How to be a niggling pedant, but not look like a pedant, it’s just impossible. Give in to the pedant force!
a) AppleScript. There’s still no elegant simple way to set up a PC so that you can click a single button in a FileMaker projects database and simultaneously: cause a graph of your tasks to be created or updated in Excel, a new folder named for the job code with seven subfolders to be created on a server down the hall, and a new Quark document to be created in the “Mechanicals” subfolder of that folder with the bleed trim and safety lines and crop marks drawn in, the slug input at the bottom, and job code and client at the top, saved under a name comprised of job code and client name, and if the total MB of work created since the last burn was performed is over a certain figure, a new CD burned using the burning station down the hall containing all the work created since the last burn, followed by all of the jobs moved from their existing folders to an “archived” folder. And even if there were, the presence of all those highly complex AppleScripts in use today means that unless the PC has an AppleScript-compatible system for doing the same, the routines would all have to be rewritten in something else.
b) Fonts. (or, rather, a degree of font compatibility you can count on.

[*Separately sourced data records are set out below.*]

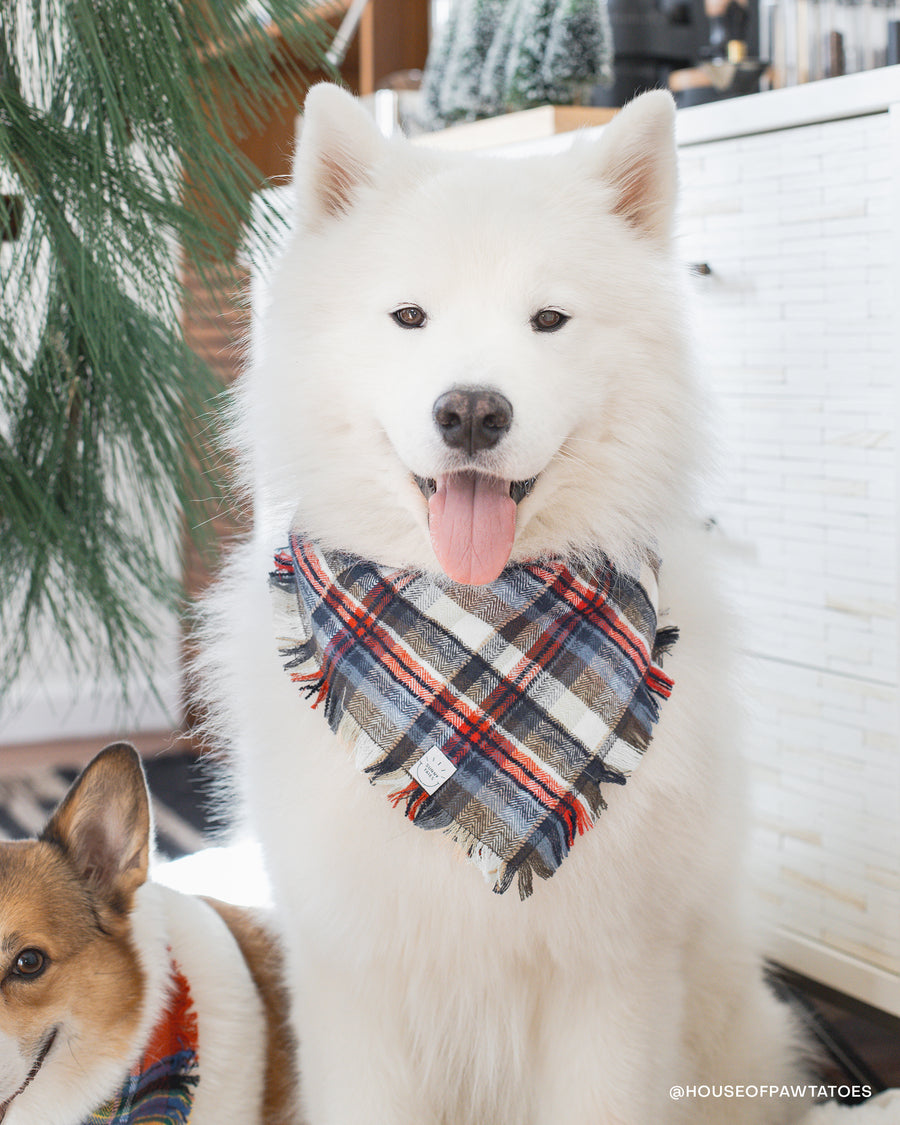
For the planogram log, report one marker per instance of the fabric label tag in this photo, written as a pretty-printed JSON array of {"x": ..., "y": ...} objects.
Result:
[{"x": 432, "y": 770}]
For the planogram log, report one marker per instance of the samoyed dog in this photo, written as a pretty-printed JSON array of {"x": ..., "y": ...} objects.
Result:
[{"x": 470, "y": 387}]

The standard is Macintosh, and PostScript). I’m not in the prepress business, but apparently there are some legacy advantages to an environment originally pegged to 72 dpi (Windows is pegged to 96), even in the modern world of multiresolution monitors where they are all “virtual inches”.
c) Graphics people are among those most likely to buy a computer and spend the next five years plugging new things into it, adding new software, and wanting to do so without having to know much more about their computers than the secretary does. I still see threads on this board in which Windows users advise newbie PC owners to install no more than a dozen or so applications, and it is also pretty obvious that hooking new hardware to a PC is a lot messier than hooking it to a Mac.
d) The “application window”. Graphics users have more of a need for seeing many different documents at the same time, not all of them created in the same application. The Windows environment’s application window makes it difficult to position a half-dozen different documents from several different applications on screen where you can see them simultaneously.
I’m not sure why people are always using the argument of stability in Mac’s. I am a design student and I use Illustrator 9. When designing at home, my Pc that was built for me never crashes. When designing in the Mac graphics lab, the brand new Mac’s crash constantly.
To prove my point… In the Mac graphic’s labs there are little signs on each Computer that say “Save Often, or risk loosing your work.”
Maybe it’s because for most people, Macs are more stable.
Your personal experiences notwithstanding.